31 de mayo de 2008
31.05.2008
corvera

Raras amapolas en la ribera del Arlós

La presencia de plantas parecidas a la del opio en una finca de Las Vegas moviliza a vecinos y policías

31.05.2008 | 02:00
Las raras amapolas, ayer, en primer término, en la finca de los Py.

Illán GARCÍA

Las Vegas,

En las riberas del río Arlós crecen extrañas amapolas. Unas plantas que, aunque nadie ha podido probar que lo sean, tienen mucha semejanza con las adormideras. De esos vegetales, conocidos científicamente como «Papaver somniferum», se extrae el opio, una droga narcótica que se obtiene en forma de resina de las cabezas verdes de las plantas. La adormidera puede llegar a crecer hasta metro y medio de altura; sus flores pueden ser de color blanco, violeta o fucsia, ésta última como es el caso de las supuestamente halladas en la finca de los Py, en la localidad de Las Vegas. Este vegetal se utiliza en la industria farmacéutica para elaborar compuestos medicinales a base de morfina o codeína.


Según fuentes policiales consultadas, en el caso de que las extrañas amapolas de Las Vegas fueran la «planta del opio», pudieron haber nacido en la zona de forma espontánea. Abundando en la cuestión, Asturias no es el lugar idóneo para este tipo de vegetales. Los lugares donde más habitualmente se pueden encontrar estas plantas en España son Toledo, Ciudad Real y Albacete.

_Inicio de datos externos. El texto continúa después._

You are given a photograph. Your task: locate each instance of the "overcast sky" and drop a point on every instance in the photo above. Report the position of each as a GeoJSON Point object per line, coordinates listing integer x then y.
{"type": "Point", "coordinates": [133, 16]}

Fue un ingeniero agrónomo quien dio la voz de alarma al concejal de Participación Ciudadana, Rafael Alonso, de la existencia de una supuesta plantación de catorce «extrañas amapolas» con apariencia de supuestas adormideras en una finca de Las Vegas. Como prueba de que el especialista en plantas estaba en lo cierto, entregó al concejal una fotocopia en la que se podía ver una fotografía de la planta, bajo un título que rezaba: «Flor de opio».


Alonso telefoneó entonces a la Policía Local para tomar las pertinentes medidas y «arrancar» las catorce adormideras que se encontraban en la zona. A los diez minutos de la llamada, dos agentes de la Policía Local se personaron en la zona para inspeccionar las polémicas plantas. Pero los agentes no pudieron entrar a cortar las supuestas plantas de opio ya que el terreno donde crecen es propiedad privada y se prevé la construcción de pisos.


Los policías se intentaron poner en contacto con la empresa propietaria del terreno, pero nadie respondía ayer al teléfono. Eran las dos y cuarto de la tarde. A continuación, la Policía Local avisó a la Guardia Civil, que hizo personarse en la calle Palacio Valdés de Las Vegas a dos agentes más. Durante varios minutos, los vecinos de Las Vegas miraban atónitos a los agentes preguntándose qué podía pasar en una finca donde desde hace semanas lo único que se pueden ver son unas «simples» amapolas de color fucsia.